Demand and supply curve in the domestic market is shown by the respective curve of DD and SS. At the domestic equilibrium price of P1, Q1 amount of goods are sold. Allowing foreign producers to enter the market makes the supply curve perfectly elastic. MM represent the domestic and foreign supply together. Free trade lowers the price to P2. At the world price of P2, a domestic supply shortage exits showing the volume of import (Hazari, 2016). The import volume with free trade is represented as (QD1-QS1). Imposition of a tariff of amount t, increase price to P3. In response to tariff the import demand is Atolia reduces to (QD2-QS2). Following a high price, the consumer surplus is reduced by the area a+b+c+d+e. As against this, the gain in producer surplus is a+f. Tariff though gives government an additional source of revenue, the revenue gains and producer surplus is smaller than the loss of consumer surplus. The tariff thus leads to a net welfare loss of b+e.
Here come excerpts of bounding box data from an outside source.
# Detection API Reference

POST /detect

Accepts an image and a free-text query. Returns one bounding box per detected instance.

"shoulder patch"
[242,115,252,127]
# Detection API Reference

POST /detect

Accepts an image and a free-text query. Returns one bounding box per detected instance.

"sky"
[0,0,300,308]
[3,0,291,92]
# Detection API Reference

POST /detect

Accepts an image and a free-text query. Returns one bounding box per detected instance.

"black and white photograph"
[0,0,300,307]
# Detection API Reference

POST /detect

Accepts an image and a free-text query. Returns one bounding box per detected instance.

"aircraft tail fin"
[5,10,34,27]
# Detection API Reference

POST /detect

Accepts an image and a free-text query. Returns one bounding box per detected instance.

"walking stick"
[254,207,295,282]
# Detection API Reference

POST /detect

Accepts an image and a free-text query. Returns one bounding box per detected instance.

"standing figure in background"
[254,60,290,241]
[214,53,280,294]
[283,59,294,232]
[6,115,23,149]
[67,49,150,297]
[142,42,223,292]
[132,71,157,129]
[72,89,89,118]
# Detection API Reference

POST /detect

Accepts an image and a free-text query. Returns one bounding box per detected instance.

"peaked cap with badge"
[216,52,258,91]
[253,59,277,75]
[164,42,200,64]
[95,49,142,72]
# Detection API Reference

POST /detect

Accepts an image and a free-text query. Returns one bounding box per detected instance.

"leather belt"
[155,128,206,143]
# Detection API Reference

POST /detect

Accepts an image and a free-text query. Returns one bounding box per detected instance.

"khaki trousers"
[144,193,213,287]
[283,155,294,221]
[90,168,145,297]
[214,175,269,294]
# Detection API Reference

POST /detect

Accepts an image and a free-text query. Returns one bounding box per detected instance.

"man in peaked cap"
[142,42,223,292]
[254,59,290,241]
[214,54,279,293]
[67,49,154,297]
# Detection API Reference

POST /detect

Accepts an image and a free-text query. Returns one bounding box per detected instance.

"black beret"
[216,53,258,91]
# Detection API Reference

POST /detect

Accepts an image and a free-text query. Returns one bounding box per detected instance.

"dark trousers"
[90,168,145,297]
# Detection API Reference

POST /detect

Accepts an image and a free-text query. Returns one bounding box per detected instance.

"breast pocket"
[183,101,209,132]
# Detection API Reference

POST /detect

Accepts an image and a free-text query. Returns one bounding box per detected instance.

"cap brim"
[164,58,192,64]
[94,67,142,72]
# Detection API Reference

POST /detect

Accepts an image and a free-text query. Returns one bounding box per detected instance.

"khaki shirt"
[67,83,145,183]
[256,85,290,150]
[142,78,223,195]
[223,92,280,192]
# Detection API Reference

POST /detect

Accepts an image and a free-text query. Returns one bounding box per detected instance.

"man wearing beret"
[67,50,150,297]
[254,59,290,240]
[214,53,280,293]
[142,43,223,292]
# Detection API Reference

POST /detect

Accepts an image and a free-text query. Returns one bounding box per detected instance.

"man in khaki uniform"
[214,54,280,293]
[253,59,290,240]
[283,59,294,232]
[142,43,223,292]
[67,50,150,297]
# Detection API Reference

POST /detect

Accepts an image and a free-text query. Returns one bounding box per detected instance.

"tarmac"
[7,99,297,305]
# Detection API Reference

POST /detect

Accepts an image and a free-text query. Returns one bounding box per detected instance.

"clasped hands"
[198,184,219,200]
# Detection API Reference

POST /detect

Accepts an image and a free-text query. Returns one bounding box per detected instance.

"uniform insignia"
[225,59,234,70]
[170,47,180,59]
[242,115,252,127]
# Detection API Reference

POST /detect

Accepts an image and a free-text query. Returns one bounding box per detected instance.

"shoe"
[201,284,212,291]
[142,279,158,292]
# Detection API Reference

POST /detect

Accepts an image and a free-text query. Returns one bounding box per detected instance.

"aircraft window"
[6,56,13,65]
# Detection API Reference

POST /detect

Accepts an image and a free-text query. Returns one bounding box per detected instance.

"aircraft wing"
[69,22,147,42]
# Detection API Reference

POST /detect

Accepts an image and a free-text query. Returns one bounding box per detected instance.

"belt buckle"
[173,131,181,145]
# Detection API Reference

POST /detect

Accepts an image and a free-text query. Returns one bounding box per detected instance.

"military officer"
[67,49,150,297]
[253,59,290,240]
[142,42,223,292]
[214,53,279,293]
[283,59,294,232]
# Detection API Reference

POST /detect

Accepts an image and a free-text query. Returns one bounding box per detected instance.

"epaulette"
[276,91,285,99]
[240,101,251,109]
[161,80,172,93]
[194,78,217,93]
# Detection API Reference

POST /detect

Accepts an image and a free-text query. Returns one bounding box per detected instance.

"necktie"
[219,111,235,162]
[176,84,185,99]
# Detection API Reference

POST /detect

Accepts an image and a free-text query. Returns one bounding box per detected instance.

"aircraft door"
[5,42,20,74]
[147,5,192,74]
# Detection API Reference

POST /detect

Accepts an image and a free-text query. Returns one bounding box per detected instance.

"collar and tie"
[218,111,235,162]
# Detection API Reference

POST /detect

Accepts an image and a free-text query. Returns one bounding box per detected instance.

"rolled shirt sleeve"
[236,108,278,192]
The theory of free trade is further supported by the result of regression analysis. The regression analysis also predicts an inverse relation between demand for energy bars and corresponding tariff rate. A free trade therefore is beneficial for both the nation especially for energy bar companies in Industria. Free trade makes it easy for the company to enter smoothly in the Atolia market and expand business there.
References list
Beshkar, M., Bond, E. W., & Rho, Y. (2015). Tariff binding and overhang: theory and evidence. Journal of International Economics, 97(1), 1-13.
Darlington, R. B., & Hayes, A. F. (2016). Regression analysis and linear models: Concepts, applications, and implementation. Guilford Publications.
Fan, H., Li, Y. A., & Yeaple, S. R. (2015). Trade liberalization, quality, and export prices. Review of Economics and Statistics, 97(5), 1033-1051.
Feenstra, R. C. (2015). Advanced international trade: theory and evidence. Princeton university press.
Hazari, B. (2016). The pure theory of international trade and distortions. Routledge.
Schroeder, L. D., Sjoquist, D. L., & Stephan, P. E. (2016). Understanding regression analysis: An introductory guide (Vol. 57). Sage Publications.